As Reich points out, fascism is not limited to the political sphere; it also operates in the field of subjectivities. It captures repressed emotions—such as anger and fear—reorganizing them as mechanisms of adherence. In the process of fascistization of subjectivities, these feelings are instrumentalized by neo-fascist figures who today occupy central positions in the institutional sphere. The fascistized subject is not born with hatred: he is socially produced through the contradictions of the system and through discourses that offer a sense of belonging in exchange for the elimination of the other.

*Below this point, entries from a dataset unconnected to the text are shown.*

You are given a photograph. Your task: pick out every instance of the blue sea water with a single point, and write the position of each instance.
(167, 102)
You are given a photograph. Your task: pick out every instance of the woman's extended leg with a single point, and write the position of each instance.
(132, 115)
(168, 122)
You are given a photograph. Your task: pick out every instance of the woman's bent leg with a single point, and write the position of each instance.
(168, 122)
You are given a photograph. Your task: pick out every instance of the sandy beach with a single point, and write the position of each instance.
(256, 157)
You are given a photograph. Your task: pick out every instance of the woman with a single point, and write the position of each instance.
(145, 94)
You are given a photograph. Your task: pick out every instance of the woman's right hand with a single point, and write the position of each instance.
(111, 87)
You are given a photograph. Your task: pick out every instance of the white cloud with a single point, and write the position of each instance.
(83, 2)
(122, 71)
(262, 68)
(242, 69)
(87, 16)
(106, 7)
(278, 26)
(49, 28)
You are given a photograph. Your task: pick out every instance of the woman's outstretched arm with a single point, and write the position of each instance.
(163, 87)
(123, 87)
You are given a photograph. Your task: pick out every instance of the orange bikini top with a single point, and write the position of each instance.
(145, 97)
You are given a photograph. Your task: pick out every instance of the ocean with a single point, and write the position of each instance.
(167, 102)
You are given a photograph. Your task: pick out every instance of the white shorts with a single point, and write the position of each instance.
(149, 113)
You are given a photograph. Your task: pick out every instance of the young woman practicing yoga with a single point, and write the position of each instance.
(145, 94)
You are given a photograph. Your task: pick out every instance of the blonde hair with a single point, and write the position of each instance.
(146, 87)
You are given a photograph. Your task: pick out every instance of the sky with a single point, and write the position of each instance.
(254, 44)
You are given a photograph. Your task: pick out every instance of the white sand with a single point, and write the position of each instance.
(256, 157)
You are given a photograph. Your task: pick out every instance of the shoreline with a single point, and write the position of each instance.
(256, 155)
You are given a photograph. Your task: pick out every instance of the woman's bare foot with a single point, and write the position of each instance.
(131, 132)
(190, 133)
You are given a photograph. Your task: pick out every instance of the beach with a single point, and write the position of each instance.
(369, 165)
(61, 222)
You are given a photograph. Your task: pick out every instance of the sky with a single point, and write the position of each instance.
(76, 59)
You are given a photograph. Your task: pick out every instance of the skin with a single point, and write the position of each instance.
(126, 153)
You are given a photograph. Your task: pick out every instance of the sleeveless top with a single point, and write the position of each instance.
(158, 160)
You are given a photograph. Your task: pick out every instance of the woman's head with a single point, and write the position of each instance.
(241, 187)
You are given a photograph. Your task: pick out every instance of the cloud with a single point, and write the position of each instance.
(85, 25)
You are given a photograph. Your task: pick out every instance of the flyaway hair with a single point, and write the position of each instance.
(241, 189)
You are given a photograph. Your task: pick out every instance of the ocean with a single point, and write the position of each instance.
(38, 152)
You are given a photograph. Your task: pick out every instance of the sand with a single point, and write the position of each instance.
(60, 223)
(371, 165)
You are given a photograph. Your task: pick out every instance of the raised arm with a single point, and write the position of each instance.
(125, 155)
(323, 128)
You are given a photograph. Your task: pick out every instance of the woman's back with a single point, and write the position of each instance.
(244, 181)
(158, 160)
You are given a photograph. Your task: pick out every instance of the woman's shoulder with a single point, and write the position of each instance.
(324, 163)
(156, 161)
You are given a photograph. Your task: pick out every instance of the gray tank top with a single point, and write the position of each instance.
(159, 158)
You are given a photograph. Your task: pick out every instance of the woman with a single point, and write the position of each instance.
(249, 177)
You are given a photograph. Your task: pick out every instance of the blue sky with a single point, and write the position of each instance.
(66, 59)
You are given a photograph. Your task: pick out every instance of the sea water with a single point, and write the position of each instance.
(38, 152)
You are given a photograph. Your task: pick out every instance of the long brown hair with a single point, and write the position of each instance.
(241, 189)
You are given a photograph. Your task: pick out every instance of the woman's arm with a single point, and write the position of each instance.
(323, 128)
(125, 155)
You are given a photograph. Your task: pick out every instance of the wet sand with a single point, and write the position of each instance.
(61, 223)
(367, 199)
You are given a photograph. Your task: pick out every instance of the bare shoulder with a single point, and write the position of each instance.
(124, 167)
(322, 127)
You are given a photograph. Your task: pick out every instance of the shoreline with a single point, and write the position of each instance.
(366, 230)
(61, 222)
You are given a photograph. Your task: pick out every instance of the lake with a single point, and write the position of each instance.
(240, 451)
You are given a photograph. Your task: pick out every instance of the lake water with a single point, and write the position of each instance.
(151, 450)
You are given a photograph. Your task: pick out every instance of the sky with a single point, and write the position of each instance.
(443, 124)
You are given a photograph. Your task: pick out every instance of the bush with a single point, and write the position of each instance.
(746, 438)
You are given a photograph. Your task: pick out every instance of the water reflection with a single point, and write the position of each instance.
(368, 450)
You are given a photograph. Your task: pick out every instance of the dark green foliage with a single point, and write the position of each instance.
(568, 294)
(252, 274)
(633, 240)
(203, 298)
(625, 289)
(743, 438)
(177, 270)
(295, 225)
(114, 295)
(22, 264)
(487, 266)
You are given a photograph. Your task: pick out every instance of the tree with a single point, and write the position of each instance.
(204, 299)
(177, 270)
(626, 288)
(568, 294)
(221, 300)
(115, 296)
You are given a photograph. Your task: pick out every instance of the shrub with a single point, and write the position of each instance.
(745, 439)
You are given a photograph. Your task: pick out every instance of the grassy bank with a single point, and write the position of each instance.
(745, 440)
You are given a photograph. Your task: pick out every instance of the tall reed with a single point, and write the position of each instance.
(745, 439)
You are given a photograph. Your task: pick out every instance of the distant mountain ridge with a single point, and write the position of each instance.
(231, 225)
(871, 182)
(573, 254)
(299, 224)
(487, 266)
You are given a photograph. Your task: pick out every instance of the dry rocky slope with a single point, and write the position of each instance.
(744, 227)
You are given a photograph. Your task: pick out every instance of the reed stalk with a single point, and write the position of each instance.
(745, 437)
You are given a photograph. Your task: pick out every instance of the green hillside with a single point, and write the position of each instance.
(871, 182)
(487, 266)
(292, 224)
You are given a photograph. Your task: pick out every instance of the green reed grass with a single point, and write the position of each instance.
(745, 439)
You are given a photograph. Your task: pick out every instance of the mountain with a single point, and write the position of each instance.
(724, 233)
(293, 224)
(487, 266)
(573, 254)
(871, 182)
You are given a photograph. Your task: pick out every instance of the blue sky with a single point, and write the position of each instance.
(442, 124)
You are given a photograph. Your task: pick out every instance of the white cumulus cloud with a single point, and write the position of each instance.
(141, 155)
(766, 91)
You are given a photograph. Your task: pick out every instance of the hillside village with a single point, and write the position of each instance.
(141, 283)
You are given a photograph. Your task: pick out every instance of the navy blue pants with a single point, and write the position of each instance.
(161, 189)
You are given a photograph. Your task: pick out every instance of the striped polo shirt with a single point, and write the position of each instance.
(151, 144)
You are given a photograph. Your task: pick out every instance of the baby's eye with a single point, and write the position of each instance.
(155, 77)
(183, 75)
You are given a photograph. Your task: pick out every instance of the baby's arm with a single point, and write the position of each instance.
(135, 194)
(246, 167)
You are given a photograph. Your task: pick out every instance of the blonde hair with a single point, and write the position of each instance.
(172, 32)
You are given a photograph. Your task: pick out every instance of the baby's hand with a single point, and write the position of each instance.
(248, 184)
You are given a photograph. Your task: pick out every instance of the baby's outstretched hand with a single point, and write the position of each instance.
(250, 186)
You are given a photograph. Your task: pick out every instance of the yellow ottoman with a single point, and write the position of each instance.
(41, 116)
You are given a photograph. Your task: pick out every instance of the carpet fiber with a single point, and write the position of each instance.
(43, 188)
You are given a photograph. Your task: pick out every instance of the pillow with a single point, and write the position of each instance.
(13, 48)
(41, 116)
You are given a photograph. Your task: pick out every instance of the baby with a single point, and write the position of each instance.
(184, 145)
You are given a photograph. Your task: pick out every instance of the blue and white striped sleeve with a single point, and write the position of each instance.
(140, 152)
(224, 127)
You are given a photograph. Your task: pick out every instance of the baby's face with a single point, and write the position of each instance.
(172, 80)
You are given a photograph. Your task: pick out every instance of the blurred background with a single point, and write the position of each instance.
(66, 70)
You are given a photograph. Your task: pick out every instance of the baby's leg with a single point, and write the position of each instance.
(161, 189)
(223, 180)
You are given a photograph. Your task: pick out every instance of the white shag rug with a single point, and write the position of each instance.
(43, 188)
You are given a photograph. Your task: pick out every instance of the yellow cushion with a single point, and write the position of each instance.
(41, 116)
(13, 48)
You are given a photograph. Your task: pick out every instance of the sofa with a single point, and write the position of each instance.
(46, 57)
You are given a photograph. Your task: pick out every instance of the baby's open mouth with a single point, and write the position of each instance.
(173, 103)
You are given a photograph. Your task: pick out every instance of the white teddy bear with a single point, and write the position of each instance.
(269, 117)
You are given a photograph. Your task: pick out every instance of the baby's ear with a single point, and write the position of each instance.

From the perspective of social determination, this phenomenon reveals a profound displacement and a new construction of the idea of “health.” This logic serves the process of fascistization within the current conjuncture of capitalist decadence.
The speeches of Díaz, Cole, and Malone, therefore, cannot be read merely as delusion; on the contrary, they are ordinary human expressions. Pavón-Cuéllar defines this process as the production of normopathy, in which a kind of sick normality adjusts to the logic of capital. Neo-fascism thus emerges as the continuity of life under the capitalist logic, marked by fear, anger, resentment, individualism, and the cult of authority. It is concluded that health has been instrumentalized in the process of fascistization of subjectivities through conspiratorial discourses, the reorganization of anger, and the production of a health shaped by normopathy. The field of Collective Health, long detached from its Marxist foundations, proves little prepared to confront this movement. Fascism results from the violence of capital, which today shapes subjects and redefines the very meaning of health.